God has turned to the Gentiles and Israel has been put aside because they refused to respond in spite of God’s loving entreaty. God said:

All day long have I stretched forth my hands unto a disobedient and gainsaying people (Romans 10:21).

Has God Finished with Israel? – Ch.11

If God has turned to the Gentiles does this mean He has abandoned Israel permanently, to which Paul responds, “God Forbid!”

Replacement theology fails at this point for it teaches that God has “thrust away”, “cast away” His people Israel and that the Church has now replaced literal Israel as a “spiritual Israel”. This error then necessitates a redefining of the vast number of promises made to literal Israel and applying them in some symbolic way to the Church; usually passing over the curses.

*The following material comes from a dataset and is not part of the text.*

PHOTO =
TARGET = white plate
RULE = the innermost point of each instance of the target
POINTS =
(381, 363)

“God has NOT cast away His people” (Rom.11:2) for ever and even today, while the nation has been blinded by God, there is still a remnant of Jewish believers who with the Gentile believers, make up the Church; a distinctly different body to the nation of Israel:

For there is no difference between the Jew and the Greek: for the same Lord over all is rich unto all that call upon him (Romans 10:12).

The Greek words describing Israel’s “fall” are very significant:

Have they stumbled (tripped) that they should fall (down)? God forbid: but rather through their fall (side-slip) salvation is come to the Gentiles, for to provoke them (Israel) to jealousy. Now if the fall (side-slip) of them be the riches of the world…how much more their fulness? (Romans 11:12).

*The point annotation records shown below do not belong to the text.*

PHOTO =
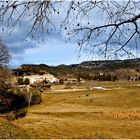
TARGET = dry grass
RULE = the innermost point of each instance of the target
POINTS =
(111, 113)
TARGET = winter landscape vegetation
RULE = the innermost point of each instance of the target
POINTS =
(69, 69)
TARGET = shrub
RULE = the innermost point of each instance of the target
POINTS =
(20, 81)
(26, 81)
(15, 99)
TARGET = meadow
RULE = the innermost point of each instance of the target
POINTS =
(112, 111)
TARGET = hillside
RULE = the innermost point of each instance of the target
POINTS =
(73, 69)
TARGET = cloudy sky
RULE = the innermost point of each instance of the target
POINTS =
(50, 49)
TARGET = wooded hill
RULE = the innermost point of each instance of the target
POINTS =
(90, 67)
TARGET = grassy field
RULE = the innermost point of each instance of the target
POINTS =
(110, 113)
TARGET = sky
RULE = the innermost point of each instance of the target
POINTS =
(50, 47)
(55, 49)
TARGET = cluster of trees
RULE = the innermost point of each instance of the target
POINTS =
(100, 77)
(117, 34)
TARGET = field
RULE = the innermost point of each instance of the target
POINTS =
(110, 110)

Israel will be restored! In this present church age the nation of Israel is blinded but there is a saved remnant in the Church. Some of the natural branches of the olive tree, symbolic of Israel, have been broken off and the wild olive branch symbolic of Gentiles, has been grafted in their place; but

they (Israel) also, if they abide not still in unbelief, shall be graffed in: for God is able to graff them in again (Romans 11:23).

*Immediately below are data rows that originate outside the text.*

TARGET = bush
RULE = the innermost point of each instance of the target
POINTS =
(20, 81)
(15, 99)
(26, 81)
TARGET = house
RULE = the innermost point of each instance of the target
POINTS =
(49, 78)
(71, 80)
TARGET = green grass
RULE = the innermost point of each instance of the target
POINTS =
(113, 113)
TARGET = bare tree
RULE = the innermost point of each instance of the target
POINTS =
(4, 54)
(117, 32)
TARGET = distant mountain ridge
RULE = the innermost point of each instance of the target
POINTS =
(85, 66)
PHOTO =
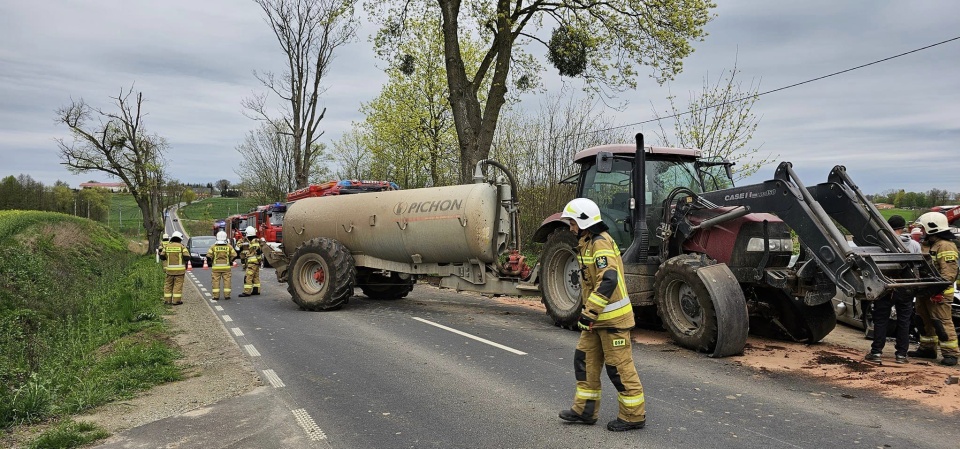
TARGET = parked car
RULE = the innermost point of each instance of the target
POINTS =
(198, 246)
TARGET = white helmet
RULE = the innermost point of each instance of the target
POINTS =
(933, 222)
(582, 210)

The Church Complete – Israel Saved

For I would not, brethren, that ye should be ignorant of this mystery, lest ye should be wise in your own conceits; that blindness in part is happened to Israel, UNTIL the fulness of the Gentiles be come in (the Church will be complete at the Rapture). And so all Israel shall (in the future) be saved (Romans 11:25-26).

The Jewish believing remnant in the Church are not blinded but the nation is blinded.

Nevertheless when it (Israel) shall turn to the Lord, the vail shall be taken away (2Corinthians 3:16).

Then ALL Israel shall be saved under the new covenant that God will make “with the house of Israel and the house of Judah” (Jeremiah 31:31).

For this is the covenant unto them, when I take away their sins (Romans 11:27).

This future repentance and blessing of the nation of Israel will be complete and final. Never again will the nation depart from the Lord. Jermiah wrote:

After those days, saith the LORD, I will put my law in their inward parts, and write it in their hearts; and will be their God, and they shall be my people. And they shall teach no more every man his neighbor, and every man his brother, saying, Know the LORD: for they shall all know me, from the least of them unto the greatest of them, saith the LORD: for I will forgive their iniquity, and I will remember their sin no more (Jeremiah 31:33-34).

Ezekiel adds:

Then shall they know that I am the LORD their God, which caused them to be led into captivity among the heathen: but I have gathered them unto their own land, and have left none of them any more there. Neither will I hide my face any more from them: for I have poured out my spirit upon the house of Israel, saith the Lord GOD (Ezekiel 39:29).

The entire passage from Romans 9:1 to 11:36 has to do with Israel; firstly that the nation has been put aside and now there is no difference between Jew and Gentile in the Body of Christ, but when the Church is complete, Israel will turn to the Lord; be restored to the Lord in the Tribulation and to the land after Christ returns. They will be the ministers of God to the nations in the millennial kingdom of Christ.

The doxology at the end of Romans ch.11 is for the wisdom and mercy of God to both Jew and Gentile (Romans 11:33-36).